Er schlägt außerdem vor, Sprechstundentermine z.B. in Jobcentern an einem Tag oder zwei Tagen in der Woche auf türkisch anzubieten, um Berührungspunkte zu schaffen und die ohnehin schon komplexe Bürokratie in Deutschland für Migrantinnen und Migranten zu vereinfachen.
Es geht hierbei um eine Annäherung beider Kulturen und den Einsatz der Politik, initiativ tätig zu werden, zum Beispiel durch die Einführung eines Landesantidiskriminierungsgesetzes für staatliche Institutionen, wie es das bereits in Berlin gibt.

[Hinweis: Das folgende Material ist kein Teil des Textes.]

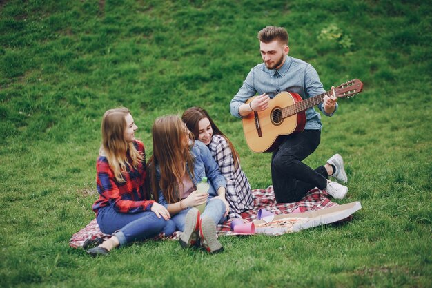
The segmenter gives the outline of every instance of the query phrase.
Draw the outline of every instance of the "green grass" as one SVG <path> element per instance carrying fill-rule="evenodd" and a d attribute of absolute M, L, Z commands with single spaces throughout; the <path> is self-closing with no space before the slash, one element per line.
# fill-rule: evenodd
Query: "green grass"
<path fill-rule="evenodd" d="M 0 280 L 23 287 L 431 287 L 432 9 L 427 1 L 0 2 Z M 248 148 L 228 104 L 260 61 L 256 35 L 290 33 L 290 55 L 326 88 L 364 92 L 324 117 L 312 166 L 341 153 L 342 224 L 278 237 L 223 237 L 215 256 L 177 242 L 93 259 L 68 247 L 95 218 L 104 112 L 131 109 L 152 152 L 156 117 L 205 107 L 254 189 L 270 155 Z"/>

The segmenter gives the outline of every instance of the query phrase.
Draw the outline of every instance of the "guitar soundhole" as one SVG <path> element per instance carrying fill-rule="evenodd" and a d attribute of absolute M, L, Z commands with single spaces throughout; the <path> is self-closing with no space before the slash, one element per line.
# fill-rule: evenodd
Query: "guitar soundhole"
<path fill-rule="evenodd" d="M 271 122 L 276 126 L 282 124 L 284 119 L 282 118 L 282 111 L 280 107 L 275 107 L 271 111 Z"/>

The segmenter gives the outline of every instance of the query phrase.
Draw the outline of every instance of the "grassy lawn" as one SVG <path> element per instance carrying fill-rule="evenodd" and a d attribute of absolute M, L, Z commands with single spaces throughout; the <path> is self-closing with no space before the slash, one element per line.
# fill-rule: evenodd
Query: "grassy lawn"
<path fill-rule="evenodd" d="M 253 189 L 271 184 L 229 102 L 282 26 L 324 88 L 364 92 L 323 117 L 306 160 L 345 160 L 351 222 L 222 237 L 223 253 L 137 243 L 91 258 L 68 247 L 95 218 L 100 122 L 129 108 L 152 152 L 154 119 L 205 107 Z M 432 287 L 432 6 L 422 1 L 0 1 L 0 281 L 4 287 Z"/>

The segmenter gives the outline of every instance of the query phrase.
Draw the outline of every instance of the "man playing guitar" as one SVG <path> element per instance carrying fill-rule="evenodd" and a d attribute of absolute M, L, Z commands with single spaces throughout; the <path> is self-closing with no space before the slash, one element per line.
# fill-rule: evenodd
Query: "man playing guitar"
<path fill-rule="evenodd" d="M 231 100 L 230 110 L 233 116 L 244 118 L 270 108 L 271 99 L 282 91 L 297 93 L 303 99 L 325 92 L 311 64 L 288 56 L 288 35 L 284 28 L 267 26 L 259 31 L 258 39 L 264 63 L 251 70 Z M 259 96 L 248 102 L 257 93 Z M 328 93 L 317 105 L 318 108 L 326 116 L 332 116 L 337 109 L 337 101 L 335 95 Z M 271 176 L 277 202 L 299 201 L 315 187 L 326 189 L 336 199 L 346 195 L 348 187 L 328 180 L 332 176 L 343 183 L 348 181 L 344 161 L 339 154 L 315 170 L 302 162 L 318 146 L 321 128 L 321 116 L 313 107 L 308 108 L 304 130 L 283 136 L 282 141 L 272 147 Z"/>

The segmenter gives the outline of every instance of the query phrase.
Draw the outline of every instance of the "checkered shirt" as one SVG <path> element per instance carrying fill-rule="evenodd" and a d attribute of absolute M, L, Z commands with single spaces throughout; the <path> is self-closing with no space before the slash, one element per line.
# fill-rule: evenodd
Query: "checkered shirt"
<path fill-rule="evenodd" d="M 229 218 L 242 218 L 240 214 L 242 212 L 253 208 L 249 181 L 239 164 L 237 169 L 235 168 L 233 153 L 225 138 L 219 135 L 214 135 L 208 148 L 226 180 L 225 198 L 230 204 Z"/>
<path fill-rule="evenodd" d="M 155 201 L 147 200 L 146 189 L 146 165 L 144 145 L 139 141 L 134 141 L 135 148 L 141 152 L 144 159 L 139 163 L 137 169 L 124 173 L 126 182 L 119 183 L 115 180 L 114 171 L 104 156 L 99 156 L 96 164 L 96 186 L 99 193 L 99 199 L 95 202 L 92 209 L 97 213 L 99 208 L 113 205 L 119 213 L 139 213 L 150 211 Z M 128 155 L 129 163 L 132 160 Z"/>

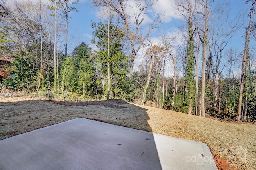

Metin Kaya setzt seine Hoffnung in die Eigeninitiative der 3. und 4. Generation der Gastarbeiter, die es als besonders erstrebenswert erachten, eine gute berufliche Qualifizierung zu erhalten, zu studieren oder auch die Gesellschaft aktiv mitzugestalten.
Man ist sich bewusst, dass es Zeit bedarf, doch sieht man auch deutlichen Handlungsbedarf.
Armut bedeutet aufzustehen füreinander, denn sie ist eine gesellschaftliche Herausforderung, die es gemeinsam anzupacken gilt.